Frederick Raymond Kerr
- 314Wallaby Number
Fred Kerr was a powerful forward from Victoria who converted to rugby from Australian Rules, played Test rugby for his country and then lost his life on the battlefield during World War II.
Born and bred in Melbourne, Kerr played Rules football during his time at both the Middle Park school and Melbourne High School. Kerr did not take a serious interest in rugby until 1936 after he had trained with the St. Kilda F.C. seconds but did not win selection. At the time rugby teams were playing rounds between Albert Park and St. Kilda so Kerr decided to have a shot at the fifteen man game.
A near immediate success Kerr found himself playing first grade for the Power House club in 1937. Opponents there knew him as a tireless worker in the loose rucks, powerful in scrums and invaluable in line-outs, where his height and early Australian football experience were assets. That same year Kerr was chosen to represent Victoria against South Australia and Western Australia where he 'acquitted himself well’. In 1938 he was selected in the Victorian side that went to Sydney and split the two game series with New South Wales. It was said that Kerr’s performances 'won praise from the rugby big wigs of Sydney.’ Only 20, and in just his second year of rugby, Kerr was handed a Test debut against New Zealand in Sydney where he played ’solidly’.

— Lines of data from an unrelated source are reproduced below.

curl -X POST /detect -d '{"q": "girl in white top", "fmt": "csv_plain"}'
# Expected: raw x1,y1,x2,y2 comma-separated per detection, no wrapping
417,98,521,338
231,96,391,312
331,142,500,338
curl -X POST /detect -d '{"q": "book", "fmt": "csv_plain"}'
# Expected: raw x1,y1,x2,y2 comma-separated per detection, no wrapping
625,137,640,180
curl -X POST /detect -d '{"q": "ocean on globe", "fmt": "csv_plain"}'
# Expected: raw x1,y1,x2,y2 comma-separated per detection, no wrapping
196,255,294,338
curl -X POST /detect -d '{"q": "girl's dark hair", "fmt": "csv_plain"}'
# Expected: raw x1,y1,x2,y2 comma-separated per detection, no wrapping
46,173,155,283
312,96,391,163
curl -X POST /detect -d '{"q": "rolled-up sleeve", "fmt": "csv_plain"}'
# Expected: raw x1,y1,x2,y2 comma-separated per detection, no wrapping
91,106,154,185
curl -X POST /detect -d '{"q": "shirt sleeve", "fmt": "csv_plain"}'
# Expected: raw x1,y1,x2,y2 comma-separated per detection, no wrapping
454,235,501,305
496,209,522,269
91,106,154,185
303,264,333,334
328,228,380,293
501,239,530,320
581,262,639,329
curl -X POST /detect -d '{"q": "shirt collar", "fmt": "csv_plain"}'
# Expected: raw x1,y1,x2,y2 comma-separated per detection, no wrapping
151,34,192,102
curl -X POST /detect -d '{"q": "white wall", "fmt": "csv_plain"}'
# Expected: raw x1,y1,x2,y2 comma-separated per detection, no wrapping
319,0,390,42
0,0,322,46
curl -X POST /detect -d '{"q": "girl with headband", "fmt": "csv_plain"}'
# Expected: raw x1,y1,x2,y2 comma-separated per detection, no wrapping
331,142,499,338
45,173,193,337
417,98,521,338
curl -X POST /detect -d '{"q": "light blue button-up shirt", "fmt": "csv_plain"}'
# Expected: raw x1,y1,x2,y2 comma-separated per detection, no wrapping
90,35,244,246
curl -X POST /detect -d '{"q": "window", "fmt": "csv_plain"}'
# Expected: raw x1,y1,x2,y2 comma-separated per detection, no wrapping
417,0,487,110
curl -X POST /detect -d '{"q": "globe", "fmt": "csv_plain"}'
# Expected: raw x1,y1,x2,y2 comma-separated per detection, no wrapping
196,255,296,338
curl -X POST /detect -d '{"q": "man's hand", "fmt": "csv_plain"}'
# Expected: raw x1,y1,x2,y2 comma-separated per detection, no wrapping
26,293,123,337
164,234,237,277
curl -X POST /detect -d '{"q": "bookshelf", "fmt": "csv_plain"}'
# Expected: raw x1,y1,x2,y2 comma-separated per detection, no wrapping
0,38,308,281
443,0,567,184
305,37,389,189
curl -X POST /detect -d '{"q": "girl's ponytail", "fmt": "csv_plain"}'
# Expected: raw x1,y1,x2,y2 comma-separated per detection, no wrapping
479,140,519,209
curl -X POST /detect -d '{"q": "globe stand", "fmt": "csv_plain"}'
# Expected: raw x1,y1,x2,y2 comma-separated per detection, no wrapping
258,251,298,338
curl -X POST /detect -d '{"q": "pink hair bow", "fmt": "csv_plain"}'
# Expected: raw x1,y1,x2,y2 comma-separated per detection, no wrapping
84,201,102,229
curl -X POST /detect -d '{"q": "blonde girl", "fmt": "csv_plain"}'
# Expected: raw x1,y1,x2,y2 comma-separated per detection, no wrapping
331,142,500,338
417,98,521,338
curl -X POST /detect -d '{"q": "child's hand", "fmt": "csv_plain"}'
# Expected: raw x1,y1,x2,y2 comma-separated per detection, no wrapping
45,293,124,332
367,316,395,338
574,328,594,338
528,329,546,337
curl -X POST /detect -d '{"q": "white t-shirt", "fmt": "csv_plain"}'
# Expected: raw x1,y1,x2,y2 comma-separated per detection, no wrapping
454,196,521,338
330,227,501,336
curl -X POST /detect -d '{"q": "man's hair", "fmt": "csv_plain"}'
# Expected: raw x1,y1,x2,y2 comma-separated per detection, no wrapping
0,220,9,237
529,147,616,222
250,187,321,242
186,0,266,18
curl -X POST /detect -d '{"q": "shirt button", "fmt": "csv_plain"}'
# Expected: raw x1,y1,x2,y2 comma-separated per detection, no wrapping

Unfortunately, Australia were handed a one-sided, 9-24 defeat and as a result, some writers of the day even referred to it as a panic, the Wallaby selectors make seven changes for Brisbane and Aub Hodgson moved from flanker to take Kerr’s place at the back of the scrum. Undeterred, Kerr focussed his rugby ambitions on inclusion in the Second Wallaby team to tour Great Britain however a knee/ankle injury prevented him being considered for the trip. He suffered the injury in a club match a few weeks before the Victorian trial games for international selection and as a consequence was not available for the Victorian XV that subsequently played at the interstate carnival in Sydney. Kerr enlisted in the 2nd Australian Imperial Force in late 1939, rose to the rank of Lance Bombardier with the 2/2nd Field Regiment, saw active service at Bardia, Tobruk, Benghazi, Crete and finally Greece where he was killed in action in April, 1941.
Kerr won his first Test cap at No.8 in the 1st Test, 9-24 loss to New Zealand at the S.C.G.